La Maison de la mémoire met en scène un moment passionnant
et crucial de notre histoire : en 1492, en vertu
d'un édit royal, les Juifs d'Espagne qui refusent la
conversion au catholicisme doivent partir pour l'exil.
Lucia Graves raconte la séparation ainsi imposée à deux
amoureux : Vidal Rubèn, qui appartient à une famille
juive qui décide de rester et de se convertir, et Alba de
Porta, dont les proches parents optent pour l'exil. C'est
cette dernière, personnage principal du récit, qui, au
soir de sa vie, raconte toute son histoire à sa petite-fille :
Te voilà enfin, Alba Simha. Viens près de moi, et écoute bien
ce que j'ai à te dire. Il ne me reste plus guère de temps ; mais ne
pleure pas, je t'en prie. Je ne puis supporter que les gens pleurent.
Et n'essaie pas de me contredire, comme le fait ta mère :
j'ai plus de quatre-vingts ans, j'ai eu une vie bien remplie et
plus bénie que la plupart. Écoute-moi bien, Alba Simha. J'ai
besoin de raconter mon histoire, et qui mieux que toi est à même
de l'entendre ? Ce n'est pas seulement parce que tu es ma petite-fille,
que tu portes mon nom. D'autres affinités mystérieuses
nous lient, et tu es la seule à qui je puisse me fier pour répéter
mes paroles - si tu souhaites un jour le faire - sans écorner çà
et là la vérité pour complaire à l'opinion d'autrui. [...]

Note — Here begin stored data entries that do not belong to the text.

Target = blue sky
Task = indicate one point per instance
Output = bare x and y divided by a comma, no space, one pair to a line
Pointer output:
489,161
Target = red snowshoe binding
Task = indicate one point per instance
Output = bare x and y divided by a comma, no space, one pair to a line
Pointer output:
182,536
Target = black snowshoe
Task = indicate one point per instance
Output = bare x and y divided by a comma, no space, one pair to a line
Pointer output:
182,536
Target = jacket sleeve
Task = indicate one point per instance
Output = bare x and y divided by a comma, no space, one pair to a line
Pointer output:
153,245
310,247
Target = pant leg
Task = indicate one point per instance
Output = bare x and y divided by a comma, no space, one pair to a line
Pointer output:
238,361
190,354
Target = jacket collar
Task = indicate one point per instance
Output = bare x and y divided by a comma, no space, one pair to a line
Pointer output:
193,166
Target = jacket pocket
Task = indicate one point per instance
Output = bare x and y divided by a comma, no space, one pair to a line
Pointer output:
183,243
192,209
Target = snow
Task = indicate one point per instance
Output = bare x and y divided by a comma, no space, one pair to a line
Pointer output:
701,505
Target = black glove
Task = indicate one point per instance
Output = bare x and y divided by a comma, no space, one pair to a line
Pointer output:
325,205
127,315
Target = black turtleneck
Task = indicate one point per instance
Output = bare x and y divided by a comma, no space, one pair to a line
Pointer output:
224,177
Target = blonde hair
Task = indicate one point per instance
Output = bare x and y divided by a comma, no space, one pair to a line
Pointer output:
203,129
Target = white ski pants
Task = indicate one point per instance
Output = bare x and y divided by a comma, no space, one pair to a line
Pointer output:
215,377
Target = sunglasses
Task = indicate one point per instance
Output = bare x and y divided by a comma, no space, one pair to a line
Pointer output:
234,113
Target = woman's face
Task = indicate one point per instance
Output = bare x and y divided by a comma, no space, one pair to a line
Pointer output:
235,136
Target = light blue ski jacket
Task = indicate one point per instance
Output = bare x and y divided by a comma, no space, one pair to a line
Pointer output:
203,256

C'était le troisième jour d'Iyyar de l'an 5252, autrement dit
le dernier jour d'avril de l'année 1492 de l'ère chrétienne. Une
lame de fond gonflait, qui allait crever les eaux calmes de notre
vie quotidienne, et dans tous les royaumes d'Espagne se tramaient
alors des choses lourdes de conséquences terribles pour
tous les Juifs qui y vivaient. Tout cela, je le vois clairement à
présent, mais à l'époque je ne le comprenais pas tout à fait -
peut-être ne voulais-je pas le comprendre ? À seize ans, il est bien
difficile de croire aux forces du mal, d'autant plus difficile
quand on vit le premier éblouissement de l'amour, et que cet
amour est partagé, comme ce fut le cas pour moi.